Introducing Halle Berry by Christopher John Farley is a syrupy sweet sort of book. There are
a lot of discrepancies in the book even by Halle herself. One minute she is talking about not wanting
to be in the limelight; and the next minute she is trying to promote herself all over the world. Quotes from many of her high school classmates suggest she did not have it as hard as Halle suggested. For example, Halle has said that because she was black she encountered all sorts of racism; especially when she ran
for prom queen. One of her classmates said if that was the case, then she
would never have been put on the ballot in the first place.
Halle states that the majority of her problems; especially dealing
with the opposite sex stem from the fact that her father abandoned her, her sister, and her mother; and yet, in the very next
breath she says she wishes her father would contact her so they can make amends.

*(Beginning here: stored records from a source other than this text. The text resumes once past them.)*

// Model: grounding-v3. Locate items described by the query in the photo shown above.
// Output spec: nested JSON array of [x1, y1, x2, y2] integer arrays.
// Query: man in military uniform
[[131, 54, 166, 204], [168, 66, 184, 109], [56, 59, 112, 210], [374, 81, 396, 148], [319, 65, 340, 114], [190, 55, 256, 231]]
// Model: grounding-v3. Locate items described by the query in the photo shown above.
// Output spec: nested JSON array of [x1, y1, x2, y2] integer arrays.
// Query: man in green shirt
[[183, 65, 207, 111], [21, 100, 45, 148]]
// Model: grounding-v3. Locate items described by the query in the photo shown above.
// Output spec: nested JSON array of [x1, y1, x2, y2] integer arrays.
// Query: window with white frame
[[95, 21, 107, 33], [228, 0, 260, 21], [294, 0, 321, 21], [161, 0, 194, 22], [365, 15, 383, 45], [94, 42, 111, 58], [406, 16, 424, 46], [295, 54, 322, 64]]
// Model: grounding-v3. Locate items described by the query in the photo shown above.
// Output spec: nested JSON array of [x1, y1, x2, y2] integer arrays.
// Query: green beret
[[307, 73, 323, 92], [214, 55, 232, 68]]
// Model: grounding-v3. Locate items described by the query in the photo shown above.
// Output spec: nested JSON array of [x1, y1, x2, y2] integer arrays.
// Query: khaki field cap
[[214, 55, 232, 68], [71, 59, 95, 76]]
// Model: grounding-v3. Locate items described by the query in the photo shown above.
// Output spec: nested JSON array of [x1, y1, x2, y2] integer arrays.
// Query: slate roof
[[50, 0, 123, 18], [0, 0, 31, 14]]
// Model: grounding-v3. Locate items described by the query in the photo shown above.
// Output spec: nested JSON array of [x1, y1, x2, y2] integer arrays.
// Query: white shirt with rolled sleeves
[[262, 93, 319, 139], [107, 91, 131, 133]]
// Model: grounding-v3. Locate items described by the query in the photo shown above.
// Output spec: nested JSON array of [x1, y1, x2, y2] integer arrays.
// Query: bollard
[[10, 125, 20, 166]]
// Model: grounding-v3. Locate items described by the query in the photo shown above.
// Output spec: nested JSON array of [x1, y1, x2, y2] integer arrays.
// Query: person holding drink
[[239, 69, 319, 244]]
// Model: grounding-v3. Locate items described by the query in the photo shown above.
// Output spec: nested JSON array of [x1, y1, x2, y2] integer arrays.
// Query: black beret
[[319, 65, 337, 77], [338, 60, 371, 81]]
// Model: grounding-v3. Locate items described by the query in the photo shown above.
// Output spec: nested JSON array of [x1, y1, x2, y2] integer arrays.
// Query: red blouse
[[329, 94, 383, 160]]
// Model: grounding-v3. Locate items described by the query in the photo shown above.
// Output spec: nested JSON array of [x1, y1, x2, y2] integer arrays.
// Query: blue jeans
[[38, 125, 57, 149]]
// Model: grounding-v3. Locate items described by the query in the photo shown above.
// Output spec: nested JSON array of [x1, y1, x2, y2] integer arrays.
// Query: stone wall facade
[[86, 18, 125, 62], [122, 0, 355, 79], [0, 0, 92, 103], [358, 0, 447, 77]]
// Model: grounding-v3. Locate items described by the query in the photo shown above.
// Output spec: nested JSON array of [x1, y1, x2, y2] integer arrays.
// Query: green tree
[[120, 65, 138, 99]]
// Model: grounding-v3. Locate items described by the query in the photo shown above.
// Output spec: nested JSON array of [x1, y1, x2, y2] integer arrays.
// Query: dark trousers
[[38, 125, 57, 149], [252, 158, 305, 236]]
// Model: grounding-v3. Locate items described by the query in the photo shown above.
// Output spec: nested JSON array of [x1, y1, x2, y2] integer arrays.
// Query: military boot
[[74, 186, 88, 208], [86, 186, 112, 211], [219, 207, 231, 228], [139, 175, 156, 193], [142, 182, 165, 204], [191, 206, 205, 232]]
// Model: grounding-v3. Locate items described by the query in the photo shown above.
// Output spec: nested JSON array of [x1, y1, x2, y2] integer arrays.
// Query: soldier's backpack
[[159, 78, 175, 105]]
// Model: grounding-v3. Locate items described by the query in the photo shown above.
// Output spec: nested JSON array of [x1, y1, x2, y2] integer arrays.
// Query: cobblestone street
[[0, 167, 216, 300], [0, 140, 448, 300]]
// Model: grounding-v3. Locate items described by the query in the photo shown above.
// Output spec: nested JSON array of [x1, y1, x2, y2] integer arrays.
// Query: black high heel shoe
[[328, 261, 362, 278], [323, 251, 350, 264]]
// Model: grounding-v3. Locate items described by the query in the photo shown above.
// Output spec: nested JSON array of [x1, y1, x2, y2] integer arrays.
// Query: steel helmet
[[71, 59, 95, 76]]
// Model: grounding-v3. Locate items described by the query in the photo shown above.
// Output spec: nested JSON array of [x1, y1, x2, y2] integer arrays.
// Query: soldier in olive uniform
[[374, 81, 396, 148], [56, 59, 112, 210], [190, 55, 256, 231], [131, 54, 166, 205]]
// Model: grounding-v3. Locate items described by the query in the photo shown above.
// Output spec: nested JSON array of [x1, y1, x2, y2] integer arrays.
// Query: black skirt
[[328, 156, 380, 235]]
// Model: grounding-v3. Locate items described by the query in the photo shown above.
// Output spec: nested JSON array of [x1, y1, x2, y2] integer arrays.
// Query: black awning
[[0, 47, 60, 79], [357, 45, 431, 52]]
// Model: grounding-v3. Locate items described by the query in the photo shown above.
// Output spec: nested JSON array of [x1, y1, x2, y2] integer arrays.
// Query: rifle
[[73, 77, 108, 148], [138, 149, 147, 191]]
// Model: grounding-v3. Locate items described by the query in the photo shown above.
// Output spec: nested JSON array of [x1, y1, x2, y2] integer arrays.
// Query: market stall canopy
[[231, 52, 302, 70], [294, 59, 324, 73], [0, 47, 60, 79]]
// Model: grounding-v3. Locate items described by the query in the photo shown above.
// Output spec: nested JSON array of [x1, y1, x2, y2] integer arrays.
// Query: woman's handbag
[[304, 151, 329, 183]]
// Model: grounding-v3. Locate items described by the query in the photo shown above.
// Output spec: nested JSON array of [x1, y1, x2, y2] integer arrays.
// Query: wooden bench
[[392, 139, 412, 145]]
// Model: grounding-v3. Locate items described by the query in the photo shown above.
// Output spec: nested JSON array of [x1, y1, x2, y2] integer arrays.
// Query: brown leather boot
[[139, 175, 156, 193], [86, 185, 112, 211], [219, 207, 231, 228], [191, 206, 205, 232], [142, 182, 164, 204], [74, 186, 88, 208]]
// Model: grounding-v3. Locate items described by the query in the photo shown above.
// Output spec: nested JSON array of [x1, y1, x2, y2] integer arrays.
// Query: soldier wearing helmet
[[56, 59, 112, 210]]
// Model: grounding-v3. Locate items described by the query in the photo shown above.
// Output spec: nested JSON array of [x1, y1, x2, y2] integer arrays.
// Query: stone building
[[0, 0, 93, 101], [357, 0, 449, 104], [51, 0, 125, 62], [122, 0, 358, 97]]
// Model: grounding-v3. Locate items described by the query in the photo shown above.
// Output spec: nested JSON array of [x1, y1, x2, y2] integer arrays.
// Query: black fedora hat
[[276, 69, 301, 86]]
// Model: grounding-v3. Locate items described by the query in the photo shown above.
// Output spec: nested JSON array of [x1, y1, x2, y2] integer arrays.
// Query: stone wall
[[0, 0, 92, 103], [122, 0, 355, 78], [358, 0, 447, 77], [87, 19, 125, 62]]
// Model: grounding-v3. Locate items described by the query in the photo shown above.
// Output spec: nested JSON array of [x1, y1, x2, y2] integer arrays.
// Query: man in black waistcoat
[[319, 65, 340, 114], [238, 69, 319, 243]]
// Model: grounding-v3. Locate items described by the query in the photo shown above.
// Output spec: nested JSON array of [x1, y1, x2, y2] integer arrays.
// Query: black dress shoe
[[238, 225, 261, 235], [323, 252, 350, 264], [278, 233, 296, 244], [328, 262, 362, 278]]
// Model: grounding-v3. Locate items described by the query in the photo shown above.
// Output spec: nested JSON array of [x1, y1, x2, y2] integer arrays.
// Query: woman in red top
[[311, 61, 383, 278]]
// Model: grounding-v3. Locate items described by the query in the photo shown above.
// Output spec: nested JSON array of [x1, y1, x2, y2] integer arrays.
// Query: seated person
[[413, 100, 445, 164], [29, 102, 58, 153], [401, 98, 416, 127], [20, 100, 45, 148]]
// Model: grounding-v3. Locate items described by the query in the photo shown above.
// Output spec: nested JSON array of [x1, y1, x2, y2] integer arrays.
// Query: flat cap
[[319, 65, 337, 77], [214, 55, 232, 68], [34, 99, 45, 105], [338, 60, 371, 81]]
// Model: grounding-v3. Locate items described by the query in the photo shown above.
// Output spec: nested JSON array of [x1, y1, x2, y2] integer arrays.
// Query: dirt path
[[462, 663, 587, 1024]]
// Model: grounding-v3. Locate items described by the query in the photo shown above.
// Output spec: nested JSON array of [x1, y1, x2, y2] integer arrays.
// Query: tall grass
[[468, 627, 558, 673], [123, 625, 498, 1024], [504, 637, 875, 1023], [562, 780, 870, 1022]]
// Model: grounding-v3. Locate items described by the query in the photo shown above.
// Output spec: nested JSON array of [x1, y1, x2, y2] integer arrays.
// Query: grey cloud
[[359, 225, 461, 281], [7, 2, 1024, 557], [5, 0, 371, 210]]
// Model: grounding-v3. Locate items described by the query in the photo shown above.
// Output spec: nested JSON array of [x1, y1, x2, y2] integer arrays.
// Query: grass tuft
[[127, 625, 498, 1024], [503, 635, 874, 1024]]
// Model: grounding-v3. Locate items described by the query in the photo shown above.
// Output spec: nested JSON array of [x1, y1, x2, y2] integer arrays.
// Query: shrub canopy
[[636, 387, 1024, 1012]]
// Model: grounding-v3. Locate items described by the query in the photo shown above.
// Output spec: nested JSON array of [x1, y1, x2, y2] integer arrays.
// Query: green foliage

According
to the biography, he has tried to contact her several times; and she shrugs it off.
She appears to be a person who wants to have her cake and eat it also.
Overall, the book was well-written; with the
exceptions of the discrepancies between herself, her loved ones, co-workers, and the author.
I feel that a biography should be based on fact, and when the person whom the biography is written about keeps changing
her story from chapter to chapter, it does cause one to wonder which is fact and which is fiction? There were a few high points
in the book; whereby Halle was portrayed as a misunderstood, unloved, biracial child, and you really felt sorry for her and
wanted to reach out and embrace her and make her a part of your own family.
Circle Book Club rating for Introducing Halle Berry is 3 out of 5 stars.